Through December 31, 2017
In general, the deduction for casualty and theft losses of personal-use property is subject to two limitations: the $100 per-casualty floor and the 10%-of-adjusted-gross-income (10%-of-AGI) threshold.
Under the pre-Tax Cuts and Jobs Act law, for individuals, losses of property not connected with a trade or business or a transaction entered into for profit were deductible as personal casualty losses if the losses were the result of fire, storm, shipwreck, or other casualty, or of theft.
Effective for tax years beginning after December 31, 2017
For tax years beginning after December 31, 2017, and before January 1, 2026, the Tax Cuts and Jobs Act law provides that if an individual has a net disaster loss (for this purpose, the definition above applies, except the timeframe is changed to any tax year beginning after December 31, 2015 and before January 1, 2018), personal casualty and theft losses of an individual are deductible only to the extent they’re attributable to a federally declared disaster (“federal disaster losses”).
- The $100-per-casualty floor is increased to $500.
- The 10%-of-AGI threshold then applies.
What this says is that while the Casualty and Theft loss deduction was revoked, the deduction for casualty disaster losses is available and the floor is raised from $100 to $500. The 10% of AGI limitation is retained.
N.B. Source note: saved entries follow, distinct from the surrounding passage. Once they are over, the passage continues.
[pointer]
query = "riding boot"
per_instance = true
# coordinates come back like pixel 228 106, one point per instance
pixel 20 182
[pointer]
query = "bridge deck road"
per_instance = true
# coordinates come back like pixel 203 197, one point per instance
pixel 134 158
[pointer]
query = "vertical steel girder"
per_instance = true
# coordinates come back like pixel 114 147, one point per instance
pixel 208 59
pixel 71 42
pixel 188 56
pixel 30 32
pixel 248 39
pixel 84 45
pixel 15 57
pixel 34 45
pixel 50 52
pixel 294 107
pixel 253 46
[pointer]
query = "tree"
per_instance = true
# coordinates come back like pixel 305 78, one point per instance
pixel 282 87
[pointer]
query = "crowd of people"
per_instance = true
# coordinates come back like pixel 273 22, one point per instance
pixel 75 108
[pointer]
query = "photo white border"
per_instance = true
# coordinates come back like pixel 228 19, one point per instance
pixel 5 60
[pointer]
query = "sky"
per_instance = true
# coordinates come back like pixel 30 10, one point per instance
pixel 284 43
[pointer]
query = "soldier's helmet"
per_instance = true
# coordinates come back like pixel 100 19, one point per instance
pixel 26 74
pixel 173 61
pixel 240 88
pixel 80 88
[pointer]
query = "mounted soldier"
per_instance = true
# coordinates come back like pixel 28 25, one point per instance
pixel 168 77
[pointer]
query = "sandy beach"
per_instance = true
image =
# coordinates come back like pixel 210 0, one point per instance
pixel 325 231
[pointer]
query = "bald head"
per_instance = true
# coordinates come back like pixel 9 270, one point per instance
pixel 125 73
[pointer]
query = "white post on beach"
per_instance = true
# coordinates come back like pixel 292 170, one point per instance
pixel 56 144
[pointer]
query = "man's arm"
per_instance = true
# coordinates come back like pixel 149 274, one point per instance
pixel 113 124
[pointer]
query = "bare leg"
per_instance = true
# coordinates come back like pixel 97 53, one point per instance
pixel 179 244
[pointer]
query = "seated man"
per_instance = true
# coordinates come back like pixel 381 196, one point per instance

Individuals may deduct personal property losses that are not covered by insurance or other reimbursements, but they must first subtract $500 for each casualty event and then subtract ten percent of their adjusted gross income from their total casualty losses for the year.
Again, these have to be in qualified disaster areas, i.e. federally declared disasters. You will be able to get more information on Publication 547.